I am having difficulty interpreting the results of the cluster_centers_
array output.
Consider the following MWE:
from sklearn.cluster import KMeans
from sklearn.datasets import load_iris
import numpy as np
# Load the data
iris = load_iris()
X, y = iris.data, iris.target
# shuffle the data
shuffle = np.random.permutation(np.arange(X.shape[0]))
X = X[shuffle]
# scale X
X = (X - X.mean()) / X.std()
# plot K-means centroids
km = KMeans(n_clusters = 2, n_init = 10) # establish the model
# fit the data
# km centers
array([[ 1.43706001, -0.29278015, 0.75703227, -0.89603057],
[ 0.78079175, -0.04797174, -0.96467783, -1.60799713]])

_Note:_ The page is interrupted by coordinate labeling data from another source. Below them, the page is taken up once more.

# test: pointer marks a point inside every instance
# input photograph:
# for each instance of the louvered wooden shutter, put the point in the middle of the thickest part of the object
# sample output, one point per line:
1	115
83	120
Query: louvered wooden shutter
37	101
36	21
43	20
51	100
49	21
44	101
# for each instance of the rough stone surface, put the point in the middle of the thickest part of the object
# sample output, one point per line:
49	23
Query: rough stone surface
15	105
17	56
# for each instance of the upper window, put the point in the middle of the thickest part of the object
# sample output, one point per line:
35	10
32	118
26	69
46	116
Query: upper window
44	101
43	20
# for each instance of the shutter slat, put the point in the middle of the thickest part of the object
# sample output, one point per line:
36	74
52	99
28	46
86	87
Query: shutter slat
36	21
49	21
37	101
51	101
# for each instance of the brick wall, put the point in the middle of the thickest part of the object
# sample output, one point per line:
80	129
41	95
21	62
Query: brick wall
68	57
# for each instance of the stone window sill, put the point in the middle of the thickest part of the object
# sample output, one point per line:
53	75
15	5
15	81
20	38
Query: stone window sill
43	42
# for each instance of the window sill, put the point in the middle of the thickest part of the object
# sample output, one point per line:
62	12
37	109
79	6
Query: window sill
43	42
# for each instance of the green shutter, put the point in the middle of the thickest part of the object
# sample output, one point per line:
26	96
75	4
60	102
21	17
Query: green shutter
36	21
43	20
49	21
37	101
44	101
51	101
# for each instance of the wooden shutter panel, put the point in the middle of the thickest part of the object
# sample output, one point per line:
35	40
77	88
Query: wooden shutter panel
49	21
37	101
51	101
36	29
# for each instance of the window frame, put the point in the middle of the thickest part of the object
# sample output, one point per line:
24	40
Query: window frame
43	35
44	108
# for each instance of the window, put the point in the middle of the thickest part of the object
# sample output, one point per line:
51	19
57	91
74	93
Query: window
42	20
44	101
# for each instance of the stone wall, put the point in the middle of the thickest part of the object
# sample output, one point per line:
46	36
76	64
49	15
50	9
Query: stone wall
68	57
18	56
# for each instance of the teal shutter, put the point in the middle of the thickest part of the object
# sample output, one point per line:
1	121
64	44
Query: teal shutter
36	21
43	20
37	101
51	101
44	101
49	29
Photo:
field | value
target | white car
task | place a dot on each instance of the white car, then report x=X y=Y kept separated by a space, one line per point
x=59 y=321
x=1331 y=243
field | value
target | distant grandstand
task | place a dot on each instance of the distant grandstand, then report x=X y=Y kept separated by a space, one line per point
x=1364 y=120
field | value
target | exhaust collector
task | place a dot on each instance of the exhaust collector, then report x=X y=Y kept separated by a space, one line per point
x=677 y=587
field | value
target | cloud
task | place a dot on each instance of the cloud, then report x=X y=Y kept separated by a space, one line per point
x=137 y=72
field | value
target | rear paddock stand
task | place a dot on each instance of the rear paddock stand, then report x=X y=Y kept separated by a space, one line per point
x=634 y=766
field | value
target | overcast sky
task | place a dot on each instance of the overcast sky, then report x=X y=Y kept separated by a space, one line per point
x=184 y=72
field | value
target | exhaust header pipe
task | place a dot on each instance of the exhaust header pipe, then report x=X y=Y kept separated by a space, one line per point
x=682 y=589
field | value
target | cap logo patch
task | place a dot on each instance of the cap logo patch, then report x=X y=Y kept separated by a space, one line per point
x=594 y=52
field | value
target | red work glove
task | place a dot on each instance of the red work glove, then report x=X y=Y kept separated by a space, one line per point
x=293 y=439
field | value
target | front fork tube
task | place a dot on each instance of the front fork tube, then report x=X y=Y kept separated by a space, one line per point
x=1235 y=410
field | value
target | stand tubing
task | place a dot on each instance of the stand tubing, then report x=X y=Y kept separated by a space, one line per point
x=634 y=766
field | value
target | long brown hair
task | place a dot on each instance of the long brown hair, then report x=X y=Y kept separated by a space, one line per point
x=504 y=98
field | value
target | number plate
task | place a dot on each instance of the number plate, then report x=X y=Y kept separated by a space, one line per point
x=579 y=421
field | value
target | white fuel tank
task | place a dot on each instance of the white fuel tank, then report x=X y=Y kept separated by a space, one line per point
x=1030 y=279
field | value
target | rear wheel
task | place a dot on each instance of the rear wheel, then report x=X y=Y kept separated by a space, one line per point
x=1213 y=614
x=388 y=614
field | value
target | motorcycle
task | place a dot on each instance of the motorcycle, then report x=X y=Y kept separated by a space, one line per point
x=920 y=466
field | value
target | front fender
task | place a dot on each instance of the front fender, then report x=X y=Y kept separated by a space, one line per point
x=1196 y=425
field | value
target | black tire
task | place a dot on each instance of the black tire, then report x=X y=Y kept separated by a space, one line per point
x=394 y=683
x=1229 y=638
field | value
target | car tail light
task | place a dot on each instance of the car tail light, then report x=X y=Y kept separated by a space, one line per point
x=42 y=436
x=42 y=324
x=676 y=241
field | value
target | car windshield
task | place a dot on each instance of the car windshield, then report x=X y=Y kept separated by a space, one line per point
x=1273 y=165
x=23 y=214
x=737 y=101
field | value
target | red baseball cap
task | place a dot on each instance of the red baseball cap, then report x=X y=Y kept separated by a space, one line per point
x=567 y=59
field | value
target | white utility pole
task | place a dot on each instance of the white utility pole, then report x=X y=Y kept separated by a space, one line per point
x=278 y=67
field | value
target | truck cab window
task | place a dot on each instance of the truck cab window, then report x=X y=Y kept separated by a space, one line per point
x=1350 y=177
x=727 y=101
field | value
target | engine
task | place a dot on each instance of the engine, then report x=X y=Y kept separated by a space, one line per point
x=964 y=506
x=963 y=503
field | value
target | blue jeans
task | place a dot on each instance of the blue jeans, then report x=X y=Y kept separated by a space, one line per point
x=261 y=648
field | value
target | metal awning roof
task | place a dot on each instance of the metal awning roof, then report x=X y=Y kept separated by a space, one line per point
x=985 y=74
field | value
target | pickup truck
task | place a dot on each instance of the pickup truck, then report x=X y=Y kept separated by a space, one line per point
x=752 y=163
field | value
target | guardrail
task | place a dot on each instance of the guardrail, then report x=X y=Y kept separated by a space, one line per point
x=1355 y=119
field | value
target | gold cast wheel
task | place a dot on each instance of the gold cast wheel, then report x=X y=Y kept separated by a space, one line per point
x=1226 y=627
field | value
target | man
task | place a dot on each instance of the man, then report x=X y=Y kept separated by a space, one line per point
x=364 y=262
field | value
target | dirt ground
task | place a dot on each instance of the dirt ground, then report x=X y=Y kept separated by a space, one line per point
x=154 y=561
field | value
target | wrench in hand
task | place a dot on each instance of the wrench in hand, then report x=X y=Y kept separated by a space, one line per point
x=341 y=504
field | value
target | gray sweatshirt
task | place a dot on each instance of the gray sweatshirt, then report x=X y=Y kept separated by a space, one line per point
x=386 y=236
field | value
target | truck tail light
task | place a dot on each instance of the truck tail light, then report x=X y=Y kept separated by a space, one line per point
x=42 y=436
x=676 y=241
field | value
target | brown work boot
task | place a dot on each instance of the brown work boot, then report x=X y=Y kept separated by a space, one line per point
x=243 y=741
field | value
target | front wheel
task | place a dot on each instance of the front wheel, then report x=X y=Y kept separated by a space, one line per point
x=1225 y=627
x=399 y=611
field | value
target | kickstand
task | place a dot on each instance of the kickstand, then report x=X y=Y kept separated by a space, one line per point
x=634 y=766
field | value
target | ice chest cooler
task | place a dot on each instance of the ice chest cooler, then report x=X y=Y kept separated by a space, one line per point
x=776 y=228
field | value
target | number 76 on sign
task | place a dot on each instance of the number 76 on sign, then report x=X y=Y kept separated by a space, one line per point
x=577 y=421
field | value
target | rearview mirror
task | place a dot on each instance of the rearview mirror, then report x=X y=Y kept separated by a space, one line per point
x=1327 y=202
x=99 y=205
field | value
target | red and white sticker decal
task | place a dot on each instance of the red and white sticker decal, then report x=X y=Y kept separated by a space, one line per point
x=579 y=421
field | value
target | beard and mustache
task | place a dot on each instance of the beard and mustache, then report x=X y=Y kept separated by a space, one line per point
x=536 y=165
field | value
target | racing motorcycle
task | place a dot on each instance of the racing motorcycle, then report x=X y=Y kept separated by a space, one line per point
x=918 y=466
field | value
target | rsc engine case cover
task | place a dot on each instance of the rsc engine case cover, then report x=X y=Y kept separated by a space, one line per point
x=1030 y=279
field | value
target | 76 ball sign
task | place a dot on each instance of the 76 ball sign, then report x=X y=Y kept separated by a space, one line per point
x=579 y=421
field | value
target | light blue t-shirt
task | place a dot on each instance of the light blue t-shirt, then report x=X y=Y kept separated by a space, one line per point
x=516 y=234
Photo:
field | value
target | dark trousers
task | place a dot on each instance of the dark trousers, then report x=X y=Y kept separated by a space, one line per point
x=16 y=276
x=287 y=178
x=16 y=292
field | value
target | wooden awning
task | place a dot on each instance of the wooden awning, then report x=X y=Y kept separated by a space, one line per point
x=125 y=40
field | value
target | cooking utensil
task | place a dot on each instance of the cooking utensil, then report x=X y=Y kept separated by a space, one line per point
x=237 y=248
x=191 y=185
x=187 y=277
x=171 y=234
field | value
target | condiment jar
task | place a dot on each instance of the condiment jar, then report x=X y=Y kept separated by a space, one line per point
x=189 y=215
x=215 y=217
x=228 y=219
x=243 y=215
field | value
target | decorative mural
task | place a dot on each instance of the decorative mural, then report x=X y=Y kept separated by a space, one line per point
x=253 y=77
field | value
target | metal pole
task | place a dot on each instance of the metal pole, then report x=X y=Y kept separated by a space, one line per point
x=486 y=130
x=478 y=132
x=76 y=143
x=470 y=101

In the array above, it is unclear to me how I use these values to identify the cluster center. I told K-Means to give me 2 clusters, yet it returns 8 values for me, but they cannot be x, y coordinates for all 4 features.
If I plot 1.43706001, -0.29278015
; this makes intuitive sense, its a cluster right in the middle of a predicted cluster.
So if this is the case, and my second cluster is 0.78079175, -0.04797174
, what are the values in columns 2 and 3 for?
From documentation
: ndarray of shape (n_clusters, n_features)
The iris database has 4 features (X.shape = (150,4)
), you want Kmeans to get two centroids in 4-dimensional feature space. cluster_centers_
does exactly that, each entry of list corresponds to the coordinates of the centroid in R^4.